En ese punto, sigue habiendo (cuanto menos, para los tributarios de Alberdi) una deuda con el reconocimiento histórico a uno de los forjadores de la Argentina de la modernidad. Un rescate del hombre que dedicó buena parte de su vida a dejar para sus compatriotas un contrato de libertad en el cual reconocerse como argentinos. Probablemente, si hubiere ya otras películas u otros productos audiovisuales de difusión masiva acerca del mayor héroe civil de este país, “Alberdi en el espejo” sería un ejercicio cinematográfico e intelectual para ensayar otras “versiones” (o más bien, “pretensiones”) sobre el tucumano. Pero ante la carencia de lo primero, esta apuesta puede terminar luciendo como una historia que no termina “cerrando” para todos los públicos.

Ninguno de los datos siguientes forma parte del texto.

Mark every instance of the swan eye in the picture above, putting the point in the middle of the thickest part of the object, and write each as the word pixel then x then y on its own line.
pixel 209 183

En cuanto a la realización en sí misma, este artículo no es una crítica cinematográfica. Aclarado ello, el rodaje es impecable, con una fotografía nítida, con inspiradora música del Instituto Superior de Música de la UNT, y con actuaciones notables de todo el reparto. Mario Ramírez tiene el protagónico; el historiador Facundo Nanni vuelve logradamente a la pantalla grande (ya actuó en “Soy Bernabé Aráoz”, también de Soberón); y Camila Caram enamora a los dos actores. Y a la audiencia.